Your weekday morning blend from Instant Tea:

1. Hundreds of gay couples tied the knot on Sunday in New York on the first day same-sex marriage was legal in the nation’s third-largest state. The festivities continue today with, among other things, the first group wedding involving about 50 same-sex couples at Niagara Falls — which was also the site of some of the first weddings early Sunday. The first couple to marry in Manhattan, according to the Associated Press, was 77-year-old Phyllis Siegel and 85-year-old Connie Kopelov, shown above, who’ve been together 23 years. From The AP: Witnesses cheered and wiped away tears after the two women vowed to honor and cherish each other as spouses and then kissed. “I am breathless. I almost couldn’t breathe,” Siegel said after the ceremony. “It’s mind-boggling. The fact that it’s happening to us — that we are finally legal and can do this like everyone else.” Outside afterward, Siegel raised her arms exultantly as Kopelov, in the wheelchair, held out a marriage certificate. Watch video from the first day of same-sex marriages in New York below.
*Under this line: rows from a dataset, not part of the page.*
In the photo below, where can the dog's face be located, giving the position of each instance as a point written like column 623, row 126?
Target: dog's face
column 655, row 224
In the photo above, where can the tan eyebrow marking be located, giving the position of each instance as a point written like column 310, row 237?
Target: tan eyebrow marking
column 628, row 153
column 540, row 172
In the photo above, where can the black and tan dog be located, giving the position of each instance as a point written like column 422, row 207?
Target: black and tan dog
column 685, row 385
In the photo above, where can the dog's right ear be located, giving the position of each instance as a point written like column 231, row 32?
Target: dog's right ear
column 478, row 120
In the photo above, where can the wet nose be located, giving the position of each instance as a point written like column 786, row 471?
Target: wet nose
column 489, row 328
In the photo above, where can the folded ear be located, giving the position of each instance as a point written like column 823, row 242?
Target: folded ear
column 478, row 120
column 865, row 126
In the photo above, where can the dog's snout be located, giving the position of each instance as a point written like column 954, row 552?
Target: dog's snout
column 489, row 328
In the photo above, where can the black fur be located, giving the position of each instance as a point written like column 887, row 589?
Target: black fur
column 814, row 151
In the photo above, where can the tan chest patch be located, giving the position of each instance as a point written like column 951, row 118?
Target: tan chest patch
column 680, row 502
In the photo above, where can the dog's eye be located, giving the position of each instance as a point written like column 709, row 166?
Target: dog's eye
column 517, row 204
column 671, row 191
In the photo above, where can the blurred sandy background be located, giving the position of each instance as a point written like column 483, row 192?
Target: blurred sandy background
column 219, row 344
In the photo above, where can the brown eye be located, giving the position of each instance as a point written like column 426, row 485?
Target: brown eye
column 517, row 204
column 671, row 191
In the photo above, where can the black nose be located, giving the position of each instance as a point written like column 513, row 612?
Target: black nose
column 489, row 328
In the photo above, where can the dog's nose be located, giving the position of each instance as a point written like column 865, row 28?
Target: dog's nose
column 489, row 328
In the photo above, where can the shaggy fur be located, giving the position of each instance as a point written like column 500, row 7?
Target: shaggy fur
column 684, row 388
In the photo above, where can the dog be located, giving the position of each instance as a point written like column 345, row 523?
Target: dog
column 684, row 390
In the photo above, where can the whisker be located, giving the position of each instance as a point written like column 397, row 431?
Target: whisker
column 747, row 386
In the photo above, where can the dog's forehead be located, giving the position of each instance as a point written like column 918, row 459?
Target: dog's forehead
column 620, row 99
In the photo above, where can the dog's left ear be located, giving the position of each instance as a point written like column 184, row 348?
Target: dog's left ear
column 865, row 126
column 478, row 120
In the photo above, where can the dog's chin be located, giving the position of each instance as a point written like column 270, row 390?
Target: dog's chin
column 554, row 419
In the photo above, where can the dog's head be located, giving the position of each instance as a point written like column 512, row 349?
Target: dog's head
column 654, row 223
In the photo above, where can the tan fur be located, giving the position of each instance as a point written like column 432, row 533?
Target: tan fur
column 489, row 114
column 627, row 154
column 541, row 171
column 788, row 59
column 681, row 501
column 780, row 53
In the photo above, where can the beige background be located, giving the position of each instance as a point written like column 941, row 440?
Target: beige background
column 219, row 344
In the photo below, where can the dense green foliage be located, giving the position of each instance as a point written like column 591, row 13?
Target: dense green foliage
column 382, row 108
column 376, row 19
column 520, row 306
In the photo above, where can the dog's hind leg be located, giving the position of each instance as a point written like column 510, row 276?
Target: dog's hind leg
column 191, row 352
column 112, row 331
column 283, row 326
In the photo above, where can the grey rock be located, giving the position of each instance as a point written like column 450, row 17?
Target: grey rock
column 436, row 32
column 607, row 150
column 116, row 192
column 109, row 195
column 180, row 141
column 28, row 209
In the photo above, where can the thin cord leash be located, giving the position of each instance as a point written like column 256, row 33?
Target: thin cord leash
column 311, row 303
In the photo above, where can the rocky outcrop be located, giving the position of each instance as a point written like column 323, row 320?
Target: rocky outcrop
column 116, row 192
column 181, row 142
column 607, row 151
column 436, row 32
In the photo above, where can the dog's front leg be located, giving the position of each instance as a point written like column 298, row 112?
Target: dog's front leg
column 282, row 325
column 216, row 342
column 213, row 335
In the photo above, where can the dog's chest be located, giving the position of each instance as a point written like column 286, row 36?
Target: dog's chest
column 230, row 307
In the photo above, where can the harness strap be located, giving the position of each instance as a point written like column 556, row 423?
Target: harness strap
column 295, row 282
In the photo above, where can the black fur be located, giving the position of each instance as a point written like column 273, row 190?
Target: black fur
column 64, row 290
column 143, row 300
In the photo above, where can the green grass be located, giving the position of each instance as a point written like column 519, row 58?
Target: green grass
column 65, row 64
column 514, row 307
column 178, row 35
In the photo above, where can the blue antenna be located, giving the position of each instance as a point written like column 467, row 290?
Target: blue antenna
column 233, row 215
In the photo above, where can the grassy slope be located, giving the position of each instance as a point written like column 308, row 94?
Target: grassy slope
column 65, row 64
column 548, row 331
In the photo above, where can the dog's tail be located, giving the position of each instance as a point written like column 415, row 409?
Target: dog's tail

2. A memorial to honor victims of anti-LGBT violence will open this week in the heart of Houston’s Montrose gayborhood, Culture Map Houston reports. The garden’s roots stretch as far back as the 1991 hate crime murder of gay banker Paul Broussard, whose killer was recently granted parole. “This garden is about recognizing our community and how fragile each one of us is,” says Sally Huffer of the Montrose Counseling Center. “When one person disappears, it leaves a void.”

3. A straight El Paso woman is fighting an anti-gay group’s efforts to recall Mayor John Cook and two council members for voting in favor of restoring domestic partner benefits for city employees. As we reported last week, the group led by anti-gay Pastor Tom Brown filed its notice of intent to recall the mayor and two council members on July 18. On Thursday, Jodi Casey began her campaign against Brown’s group by asking people to switch their Facebook profile pictures to the image at right. Casey is also considering forming a political action committee to organize a rally in support of the elected officials. “There’s so much negativity by these supposed Christians,” Casey told The El Paso Times. “They’re giving Christians everywhere a bad name.”